You can have all the information in the world, but if you're not sharing it freely and efficiently across your internal teams, it loses a lot of its power, not to mention the fact that it often causes unnecessary redundancies along your customers' journey. For example, your marketing team knows all there is to know about each of your customers and what they're consuming, but if they're not passing that data along to sales and customer success, your customers might be asked for the same information several times. I think we can all agree this is not the experience you want them to have. 
Owning and understanding data allows us to provide the kinds of content people want, content that converts faster, and this means more revenue. According to a study by Radius*, “companies with advanced data strategies are twice as likely to report more than 30% revenue growth.” It may sound like a subjective metric, but having an advanced data strategy can be as simple as utilizing multiple data sources and knowing what information is necessary to both build a general data strategy and help win conversions. 
If you’re wondering how to ensure the accuracy of your data, the first step is to realize that there’s no way to guarantee that it will be correct 100% of the time.
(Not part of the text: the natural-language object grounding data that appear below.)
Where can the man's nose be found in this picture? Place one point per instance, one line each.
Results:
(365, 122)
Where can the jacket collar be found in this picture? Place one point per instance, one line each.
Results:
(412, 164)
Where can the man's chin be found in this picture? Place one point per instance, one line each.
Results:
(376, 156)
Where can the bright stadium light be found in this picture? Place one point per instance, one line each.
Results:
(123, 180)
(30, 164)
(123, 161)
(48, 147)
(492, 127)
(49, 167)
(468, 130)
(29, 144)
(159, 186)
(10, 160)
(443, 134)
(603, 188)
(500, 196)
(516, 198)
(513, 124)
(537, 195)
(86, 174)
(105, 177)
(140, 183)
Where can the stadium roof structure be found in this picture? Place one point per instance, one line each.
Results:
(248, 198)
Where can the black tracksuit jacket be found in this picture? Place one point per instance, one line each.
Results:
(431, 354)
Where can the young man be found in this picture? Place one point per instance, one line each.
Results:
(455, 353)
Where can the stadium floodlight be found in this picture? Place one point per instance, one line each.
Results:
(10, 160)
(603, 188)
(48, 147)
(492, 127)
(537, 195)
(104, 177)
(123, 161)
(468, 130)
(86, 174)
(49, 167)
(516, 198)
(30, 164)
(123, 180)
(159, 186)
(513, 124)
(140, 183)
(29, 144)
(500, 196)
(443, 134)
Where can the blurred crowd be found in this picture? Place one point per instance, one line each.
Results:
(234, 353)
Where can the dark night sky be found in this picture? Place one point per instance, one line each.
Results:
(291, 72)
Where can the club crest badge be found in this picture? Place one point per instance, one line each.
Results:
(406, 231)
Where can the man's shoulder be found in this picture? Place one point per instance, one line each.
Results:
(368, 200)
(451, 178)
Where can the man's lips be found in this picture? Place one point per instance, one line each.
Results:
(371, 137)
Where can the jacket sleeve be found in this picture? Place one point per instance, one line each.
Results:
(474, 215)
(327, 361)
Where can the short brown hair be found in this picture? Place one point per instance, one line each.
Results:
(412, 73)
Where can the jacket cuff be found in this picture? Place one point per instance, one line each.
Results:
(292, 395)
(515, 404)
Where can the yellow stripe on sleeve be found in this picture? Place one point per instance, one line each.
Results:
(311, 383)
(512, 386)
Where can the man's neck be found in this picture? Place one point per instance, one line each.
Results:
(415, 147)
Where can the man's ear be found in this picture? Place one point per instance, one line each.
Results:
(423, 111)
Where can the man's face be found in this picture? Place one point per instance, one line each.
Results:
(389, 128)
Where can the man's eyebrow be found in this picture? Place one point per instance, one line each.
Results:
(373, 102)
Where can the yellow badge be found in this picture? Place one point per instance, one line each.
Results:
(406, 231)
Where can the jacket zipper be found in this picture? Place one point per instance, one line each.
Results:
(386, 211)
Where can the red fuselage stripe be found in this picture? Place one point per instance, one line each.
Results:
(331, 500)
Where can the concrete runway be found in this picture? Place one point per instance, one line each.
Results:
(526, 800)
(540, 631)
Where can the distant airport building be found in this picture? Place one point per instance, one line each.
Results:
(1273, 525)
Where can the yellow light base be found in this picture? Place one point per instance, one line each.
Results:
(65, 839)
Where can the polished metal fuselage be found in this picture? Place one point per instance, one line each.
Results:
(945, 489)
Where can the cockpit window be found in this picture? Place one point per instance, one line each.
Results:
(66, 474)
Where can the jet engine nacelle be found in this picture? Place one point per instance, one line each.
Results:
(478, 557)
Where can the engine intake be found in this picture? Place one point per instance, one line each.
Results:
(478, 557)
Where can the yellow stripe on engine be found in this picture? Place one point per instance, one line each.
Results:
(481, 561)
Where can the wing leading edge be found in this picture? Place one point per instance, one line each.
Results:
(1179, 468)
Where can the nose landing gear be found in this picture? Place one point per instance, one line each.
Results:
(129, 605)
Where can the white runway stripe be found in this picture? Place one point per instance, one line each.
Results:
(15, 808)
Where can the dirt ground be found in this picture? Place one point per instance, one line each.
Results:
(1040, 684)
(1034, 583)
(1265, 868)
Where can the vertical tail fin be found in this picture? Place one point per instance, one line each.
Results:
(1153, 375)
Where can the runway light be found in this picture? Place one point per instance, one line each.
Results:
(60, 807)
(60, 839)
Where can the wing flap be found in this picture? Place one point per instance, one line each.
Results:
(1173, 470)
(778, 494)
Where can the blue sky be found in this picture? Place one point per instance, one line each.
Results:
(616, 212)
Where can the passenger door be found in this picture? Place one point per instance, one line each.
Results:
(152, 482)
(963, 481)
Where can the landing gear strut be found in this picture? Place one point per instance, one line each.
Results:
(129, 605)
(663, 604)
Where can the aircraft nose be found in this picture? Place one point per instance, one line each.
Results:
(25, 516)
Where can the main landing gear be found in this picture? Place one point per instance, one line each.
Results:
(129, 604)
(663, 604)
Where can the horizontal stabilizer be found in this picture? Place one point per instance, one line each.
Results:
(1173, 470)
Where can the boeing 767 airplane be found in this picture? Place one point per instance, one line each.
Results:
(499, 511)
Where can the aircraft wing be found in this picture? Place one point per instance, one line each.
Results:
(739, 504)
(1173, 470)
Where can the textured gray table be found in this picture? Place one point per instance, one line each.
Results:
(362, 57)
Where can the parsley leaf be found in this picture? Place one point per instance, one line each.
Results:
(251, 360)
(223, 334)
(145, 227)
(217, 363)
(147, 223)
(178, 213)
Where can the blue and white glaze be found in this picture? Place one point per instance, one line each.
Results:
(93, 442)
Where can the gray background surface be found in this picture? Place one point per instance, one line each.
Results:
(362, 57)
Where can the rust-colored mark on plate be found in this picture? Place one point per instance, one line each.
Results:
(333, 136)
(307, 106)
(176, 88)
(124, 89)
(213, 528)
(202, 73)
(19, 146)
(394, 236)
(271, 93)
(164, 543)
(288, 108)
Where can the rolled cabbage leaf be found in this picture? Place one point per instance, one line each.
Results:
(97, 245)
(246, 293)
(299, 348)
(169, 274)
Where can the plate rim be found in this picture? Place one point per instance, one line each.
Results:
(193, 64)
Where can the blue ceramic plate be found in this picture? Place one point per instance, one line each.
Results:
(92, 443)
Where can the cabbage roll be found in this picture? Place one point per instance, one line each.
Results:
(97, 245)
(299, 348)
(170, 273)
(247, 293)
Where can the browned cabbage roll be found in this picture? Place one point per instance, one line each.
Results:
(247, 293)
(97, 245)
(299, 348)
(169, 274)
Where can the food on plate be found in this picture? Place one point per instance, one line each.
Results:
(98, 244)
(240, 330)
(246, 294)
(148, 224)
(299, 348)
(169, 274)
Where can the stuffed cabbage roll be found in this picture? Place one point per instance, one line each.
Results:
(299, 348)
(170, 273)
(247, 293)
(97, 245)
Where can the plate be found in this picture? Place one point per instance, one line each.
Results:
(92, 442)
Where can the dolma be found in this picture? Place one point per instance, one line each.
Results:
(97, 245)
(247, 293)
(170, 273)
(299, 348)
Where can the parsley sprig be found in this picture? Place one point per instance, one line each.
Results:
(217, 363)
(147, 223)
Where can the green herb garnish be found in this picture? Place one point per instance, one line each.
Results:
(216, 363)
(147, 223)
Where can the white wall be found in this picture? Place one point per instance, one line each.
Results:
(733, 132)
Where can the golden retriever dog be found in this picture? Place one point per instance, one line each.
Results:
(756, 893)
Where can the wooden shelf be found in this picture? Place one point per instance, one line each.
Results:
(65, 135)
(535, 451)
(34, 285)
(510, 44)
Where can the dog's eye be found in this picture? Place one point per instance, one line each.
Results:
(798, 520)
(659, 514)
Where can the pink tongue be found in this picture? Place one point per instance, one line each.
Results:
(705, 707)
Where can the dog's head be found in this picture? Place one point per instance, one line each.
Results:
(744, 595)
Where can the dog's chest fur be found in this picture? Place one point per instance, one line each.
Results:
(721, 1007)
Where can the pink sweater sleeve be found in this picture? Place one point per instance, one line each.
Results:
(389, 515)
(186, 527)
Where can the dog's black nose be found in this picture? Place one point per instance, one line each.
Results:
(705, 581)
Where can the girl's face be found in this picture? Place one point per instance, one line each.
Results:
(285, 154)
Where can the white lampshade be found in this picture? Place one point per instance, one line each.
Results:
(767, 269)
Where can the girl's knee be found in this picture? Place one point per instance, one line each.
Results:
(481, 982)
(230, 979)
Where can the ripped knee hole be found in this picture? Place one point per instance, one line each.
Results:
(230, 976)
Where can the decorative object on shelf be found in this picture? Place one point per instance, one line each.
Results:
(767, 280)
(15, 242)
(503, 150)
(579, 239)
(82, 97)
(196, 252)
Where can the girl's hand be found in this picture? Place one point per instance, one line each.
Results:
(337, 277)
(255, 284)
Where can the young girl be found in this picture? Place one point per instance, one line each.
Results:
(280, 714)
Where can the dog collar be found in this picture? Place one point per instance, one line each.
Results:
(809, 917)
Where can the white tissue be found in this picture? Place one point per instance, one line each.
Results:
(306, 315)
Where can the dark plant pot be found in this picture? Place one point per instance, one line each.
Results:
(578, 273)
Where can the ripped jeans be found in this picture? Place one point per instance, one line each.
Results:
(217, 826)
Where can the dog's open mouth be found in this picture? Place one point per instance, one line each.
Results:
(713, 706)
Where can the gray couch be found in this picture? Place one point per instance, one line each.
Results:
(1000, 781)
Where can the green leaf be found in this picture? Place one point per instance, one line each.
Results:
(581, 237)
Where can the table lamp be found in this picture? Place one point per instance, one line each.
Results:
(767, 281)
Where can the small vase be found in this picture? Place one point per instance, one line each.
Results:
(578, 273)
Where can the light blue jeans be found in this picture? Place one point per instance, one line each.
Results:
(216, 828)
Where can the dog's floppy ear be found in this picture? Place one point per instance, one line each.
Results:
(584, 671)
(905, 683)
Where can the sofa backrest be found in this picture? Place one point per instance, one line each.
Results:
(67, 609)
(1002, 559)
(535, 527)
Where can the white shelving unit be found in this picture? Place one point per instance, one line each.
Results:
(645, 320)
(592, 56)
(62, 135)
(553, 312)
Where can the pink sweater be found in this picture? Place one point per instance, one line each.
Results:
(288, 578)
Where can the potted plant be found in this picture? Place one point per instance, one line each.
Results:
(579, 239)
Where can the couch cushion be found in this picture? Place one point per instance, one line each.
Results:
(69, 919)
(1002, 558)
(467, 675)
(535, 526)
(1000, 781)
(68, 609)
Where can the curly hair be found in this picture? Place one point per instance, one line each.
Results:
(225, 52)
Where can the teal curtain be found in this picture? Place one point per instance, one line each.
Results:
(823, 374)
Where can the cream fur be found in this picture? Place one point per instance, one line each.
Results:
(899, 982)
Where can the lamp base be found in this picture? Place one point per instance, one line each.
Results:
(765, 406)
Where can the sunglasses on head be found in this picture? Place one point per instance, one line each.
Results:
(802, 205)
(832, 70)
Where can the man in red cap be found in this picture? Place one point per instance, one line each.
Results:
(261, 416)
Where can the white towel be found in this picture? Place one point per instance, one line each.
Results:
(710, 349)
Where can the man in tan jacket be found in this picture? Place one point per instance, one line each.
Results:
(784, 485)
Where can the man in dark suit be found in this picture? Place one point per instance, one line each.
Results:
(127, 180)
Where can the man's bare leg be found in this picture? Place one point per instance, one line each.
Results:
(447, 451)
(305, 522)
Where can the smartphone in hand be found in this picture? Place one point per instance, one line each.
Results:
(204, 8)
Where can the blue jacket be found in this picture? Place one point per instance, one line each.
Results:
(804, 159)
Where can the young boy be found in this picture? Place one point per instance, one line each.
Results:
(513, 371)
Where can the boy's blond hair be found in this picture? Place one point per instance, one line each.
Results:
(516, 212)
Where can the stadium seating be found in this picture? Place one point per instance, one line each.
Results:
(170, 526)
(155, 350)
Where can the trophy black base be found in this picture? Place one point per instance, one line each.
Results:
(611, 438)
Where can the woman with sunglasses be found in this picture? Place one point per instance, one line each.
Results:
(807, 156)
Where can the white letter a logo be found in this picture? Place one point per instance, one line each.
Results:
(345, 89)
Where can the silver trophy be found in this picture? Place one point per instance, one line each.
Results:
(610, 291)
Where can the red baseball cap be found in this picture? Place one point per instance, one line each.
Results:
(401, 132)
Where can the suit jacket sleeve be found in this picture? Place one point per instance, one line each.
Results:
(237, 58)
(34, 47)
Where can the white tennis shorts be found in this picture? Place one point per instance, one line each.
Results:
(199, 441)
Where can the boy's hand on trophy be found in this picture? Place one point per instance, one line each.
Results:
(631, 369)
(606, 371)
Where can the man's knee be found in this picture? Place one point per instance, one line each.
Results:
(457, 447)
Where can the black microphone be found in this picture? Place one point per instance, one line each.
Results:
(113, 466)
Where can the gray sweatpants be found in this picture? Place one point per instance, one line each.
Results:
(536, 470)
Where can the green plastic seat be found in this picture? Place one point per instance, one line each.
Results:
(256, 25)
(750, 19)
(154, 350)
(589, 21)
This is just the nature of the beast. Instead, what you can do is strive to define which raw data is “good” by comparing it to information you know for sure about your customers. 
1. Take a subset of 10 customers with whom you have a good relationship.
2. Gather information through data survey questions. 
3. Compare your raw data to this new, verified information and determine % accuracy. 
If you haven’t built customer relationships yet, use information about your own company to complete this exercise. 
Of course, having this “good data” isn’t the only piece of the puzzle. Much of the impact of successful data stewardship comes from understanding that the power is in the story that data tells, and knowing what actions to take as a result. In order to create a culture of successful data ownership, everyone at your company must understand the importance of the data. This will mean less frustration from your sales reps, and a fully optimized marketing budget.